Consider the Grassmannian $Gr(n, N)$ of $n$-dimensional subspaces of $\mathbf C^N$. Its cohomology ring is isomorphic to $\mathbf C[x_1, \ldots, x_n, \bar x_1, \ldots \bar x_{N-n}]/I_{n,N}$, wherethe ideal is generated by homogeneous elements of

$$(1+x_1t+\ldots+ x_nt^n)(1+\bar x_1 t+\ldots +\bar x_{N-n}t^{N-n}) -1$$

This ring is isomorphic to the ring

$$\frac{\mathbf C[\varepsilon_1, \ldots, \varepsilon_n]}{(\text{h_i=0 for i>N-n})}$$

of elementary symmetric polynomials $\varepsilon_i$ in the $x_i$, modulo the complete homogeneous symmetric polynomials $h_i$ for $i>N-n$.

Ellis/Khovanov/Lauda now show similar results for odd polynomials $\mathbf C\langle x_1, \ldots, x_n\rangle/(\text{$x_ix_j=-x_jx_i$for$i\neq j$})$, see [2]. One can define odd analogues of the elementary and complete homogeneous symmetric polynomials. Then one can recover the odd analogue of the above quotient as some odd cohomology, see [1].

The even case can be generalized for $n$-step flag varieties $\{0=F_0\subseteq F_1 \subseteq\ldots\subseteq F_n = \mathbf C^N\}$, see [3, §5]. The respective ideal to be quotiented out then is generated by homogeneous parts of

$$(1+x_{11}t+x_{12}t^2+\ldots)(1+x_{21}t+x_{22}t^2+\ldots)\cdots -1,$$

and the “dual” elements $\bar x_{ij}$ are given by homogeneous parts of that ideal, leaving out the $i$-th factor.

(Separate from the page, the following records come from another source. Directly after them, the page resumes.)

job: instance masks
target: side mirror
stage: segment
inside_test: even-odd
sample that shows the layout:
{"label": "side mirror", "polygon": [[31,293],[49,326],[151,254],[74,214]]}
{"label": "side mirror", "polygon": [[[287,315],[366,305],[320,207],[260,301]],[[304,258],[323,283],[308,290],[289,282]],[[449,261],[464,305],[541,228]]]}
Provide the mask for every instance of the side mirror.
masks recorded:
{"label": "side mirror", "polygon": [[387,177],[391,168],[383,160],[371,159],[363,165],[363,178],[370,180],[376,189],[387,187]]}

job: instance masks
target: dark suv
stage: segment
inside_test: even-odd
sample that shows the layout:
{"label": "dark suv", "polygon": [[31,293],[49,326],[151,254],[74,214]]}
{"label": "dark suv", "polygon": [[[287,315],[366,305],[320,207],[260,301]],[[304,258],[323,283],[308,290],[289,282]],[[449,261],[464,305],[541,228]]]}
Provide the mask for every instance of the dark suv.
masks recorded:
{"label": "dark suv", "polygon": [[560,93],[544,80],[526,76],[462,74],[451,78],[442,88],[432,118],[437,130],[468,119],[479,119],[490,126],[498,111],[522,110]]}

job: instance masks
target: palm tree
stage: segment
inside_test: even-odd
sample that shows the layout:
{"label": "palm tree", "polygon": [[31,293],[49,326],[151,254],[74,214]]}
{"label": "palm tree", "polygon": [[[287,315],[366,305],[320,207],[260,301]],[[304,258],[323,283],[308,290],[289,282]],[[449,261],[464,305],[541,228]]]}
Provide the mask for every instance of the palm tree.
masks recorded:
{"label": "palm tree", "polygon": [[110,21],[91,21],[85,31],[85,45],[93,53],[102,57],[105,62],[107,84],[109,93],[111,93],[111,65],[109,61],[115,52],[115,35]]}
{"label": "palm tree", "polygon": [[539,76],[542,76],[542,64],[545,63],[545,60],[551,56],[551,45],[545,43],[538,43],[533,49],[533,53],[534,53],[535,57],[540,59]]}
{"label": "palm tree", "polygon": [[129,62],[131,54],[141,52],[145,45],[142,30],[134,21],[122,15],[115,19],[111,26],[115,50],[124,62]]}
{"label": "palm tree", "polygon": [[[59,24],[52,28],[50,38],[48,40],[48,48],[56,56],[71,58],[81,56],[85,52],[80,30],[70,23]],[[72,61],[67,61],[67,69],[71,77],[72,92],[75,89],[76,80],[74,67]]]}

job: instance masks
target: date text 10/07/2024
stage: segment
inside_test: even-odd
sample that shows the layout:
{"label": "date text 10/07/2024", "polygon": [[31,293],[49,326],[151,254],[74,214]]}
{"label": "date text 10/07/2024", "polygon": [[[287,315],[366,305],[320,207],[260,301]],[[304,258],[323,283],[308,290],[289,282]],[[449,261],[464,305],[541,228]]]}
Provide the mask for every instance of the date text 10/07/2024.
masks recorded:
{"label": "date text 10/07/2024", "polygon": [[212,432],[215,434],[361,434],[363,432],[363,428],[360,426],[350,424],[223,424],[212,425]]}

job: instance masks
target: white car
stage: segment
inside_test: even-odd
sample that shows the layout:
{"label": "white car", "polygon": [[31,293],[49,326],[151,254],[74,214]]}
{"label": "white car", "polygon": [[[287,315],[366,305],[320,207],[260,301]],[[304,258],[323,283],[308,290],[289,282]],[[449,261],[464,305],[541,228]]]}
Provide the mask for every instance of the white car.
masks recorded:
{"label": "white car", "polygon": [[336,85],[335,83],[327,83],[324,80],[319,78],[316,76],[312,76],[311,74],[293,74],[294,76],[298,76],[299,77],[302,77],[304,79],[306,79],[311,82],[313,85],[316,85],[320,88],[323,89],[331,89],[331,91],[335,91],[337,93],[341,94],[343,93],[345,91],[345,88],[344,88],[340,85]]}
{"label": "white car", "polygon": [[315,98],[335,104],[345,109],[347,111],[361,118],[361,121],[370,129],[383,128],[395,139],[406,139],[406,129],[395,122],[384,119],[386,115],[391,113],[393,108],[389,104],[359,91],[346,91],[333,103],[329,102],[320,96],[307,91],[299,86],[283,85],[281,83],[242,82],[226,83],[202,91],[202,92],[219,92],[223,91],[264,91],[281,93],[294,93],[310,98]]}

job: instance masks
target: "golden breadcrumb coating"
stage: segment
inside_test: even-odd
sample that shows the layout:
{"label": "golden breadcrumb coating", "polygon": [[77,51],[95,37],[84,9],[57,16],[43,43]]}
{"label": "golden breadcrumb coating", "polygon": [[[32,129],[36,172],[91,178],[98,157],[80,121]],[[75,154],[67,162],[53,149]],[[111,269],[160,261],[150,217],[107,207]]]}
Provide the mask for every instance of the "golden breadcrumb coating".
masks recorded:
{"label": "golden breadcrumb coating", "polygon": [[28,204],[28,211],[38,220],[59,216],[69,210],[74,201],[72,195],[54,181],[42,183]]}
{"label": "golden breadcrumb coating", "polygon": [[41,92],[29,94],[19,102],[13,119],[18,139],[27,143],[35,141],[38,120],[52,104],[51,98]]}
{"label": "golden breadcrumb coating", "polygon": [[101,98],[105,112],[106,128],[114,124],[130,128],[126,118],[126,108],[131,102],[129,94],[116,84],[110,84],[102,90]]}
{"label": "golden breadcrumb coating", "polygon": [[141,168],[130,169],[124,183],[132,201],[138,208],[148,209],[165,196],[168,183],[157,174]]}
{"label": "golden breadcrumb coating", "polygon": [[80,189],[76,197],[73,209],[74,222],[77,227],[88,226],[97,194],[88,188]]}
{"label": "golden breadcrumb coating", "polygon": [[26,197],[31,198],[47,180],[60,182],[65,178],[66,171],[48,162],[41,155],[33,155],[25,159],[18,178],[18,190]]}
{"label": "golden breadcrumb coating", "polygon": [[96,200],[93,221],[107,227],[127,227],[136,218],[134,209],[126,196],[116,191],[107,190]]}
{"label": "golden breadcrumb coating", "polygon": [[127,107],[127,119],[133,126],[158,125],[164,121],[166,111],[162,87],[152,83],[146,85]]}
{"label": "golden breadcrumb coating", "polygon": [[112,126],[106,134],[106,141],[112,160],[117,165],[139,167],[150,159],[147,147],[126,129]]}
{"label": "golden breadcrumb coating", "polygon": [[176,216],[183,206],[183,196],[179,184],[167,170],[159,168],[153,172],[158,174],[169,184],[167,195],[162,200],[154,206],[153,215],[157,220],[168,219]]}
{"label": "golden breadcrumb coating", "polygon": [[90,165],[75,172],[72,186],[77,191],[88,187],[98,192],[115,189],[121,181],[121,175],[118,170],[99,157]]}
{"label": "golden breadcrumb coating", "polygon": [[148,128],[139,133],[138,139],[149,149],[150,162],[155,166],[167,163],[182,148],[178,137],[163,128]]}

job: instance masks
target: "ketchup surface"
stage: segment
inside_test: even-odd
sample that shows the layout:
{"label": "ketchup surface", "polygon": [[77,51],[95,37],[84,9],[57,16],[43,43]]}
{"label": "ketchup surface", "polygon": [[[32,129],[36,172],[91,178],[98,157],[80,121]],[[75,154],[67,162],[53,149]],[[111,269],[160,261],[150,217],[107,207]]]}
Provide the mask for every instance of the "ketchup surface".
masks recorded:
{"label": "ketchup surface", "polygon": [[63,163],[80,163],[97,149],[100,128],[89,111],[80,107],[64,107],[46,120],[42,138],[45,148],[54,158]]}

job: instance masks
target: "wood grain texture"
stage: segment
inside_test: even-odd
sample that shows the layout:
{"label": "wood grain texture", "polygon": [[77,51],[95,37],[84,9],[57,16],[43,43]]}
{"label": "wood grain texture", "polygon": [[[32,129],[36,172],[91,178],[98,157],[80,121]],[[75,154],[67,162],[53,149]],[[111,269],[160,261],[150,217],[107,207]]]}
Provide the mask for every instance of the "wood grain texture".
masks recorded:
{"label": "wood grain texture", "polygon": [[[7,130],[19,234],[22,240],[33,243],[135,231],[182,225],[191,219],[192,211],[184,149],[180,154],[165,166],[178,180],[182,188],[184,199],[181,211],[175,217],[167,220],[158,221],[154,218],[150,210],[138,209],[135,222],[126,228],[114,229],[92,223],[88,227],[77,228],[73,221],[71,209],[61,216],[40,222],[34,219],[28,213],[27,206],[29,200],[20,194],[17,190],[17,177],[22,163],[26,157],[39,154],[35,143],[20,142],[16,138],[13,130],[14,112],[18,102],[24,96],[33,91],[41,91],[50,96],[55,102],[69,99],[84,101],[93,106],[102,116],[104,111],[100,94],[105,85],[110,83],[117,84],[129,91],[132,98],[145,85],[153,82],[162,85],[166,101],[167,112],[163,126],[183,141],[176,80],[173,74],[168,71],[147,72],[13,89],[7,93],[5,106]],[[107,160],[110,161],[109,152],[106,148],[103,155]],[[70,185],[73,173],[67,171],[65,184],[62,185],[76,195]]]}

Question: Can the results for odd symmetric polynomials and their relations to cohomology of Grassmannians be generalized to some odd cohomology of $n$-step flag varieties? I am struggling with the problem that I cannot pull out factors of the above ideal easily anymore in the non-commutative case.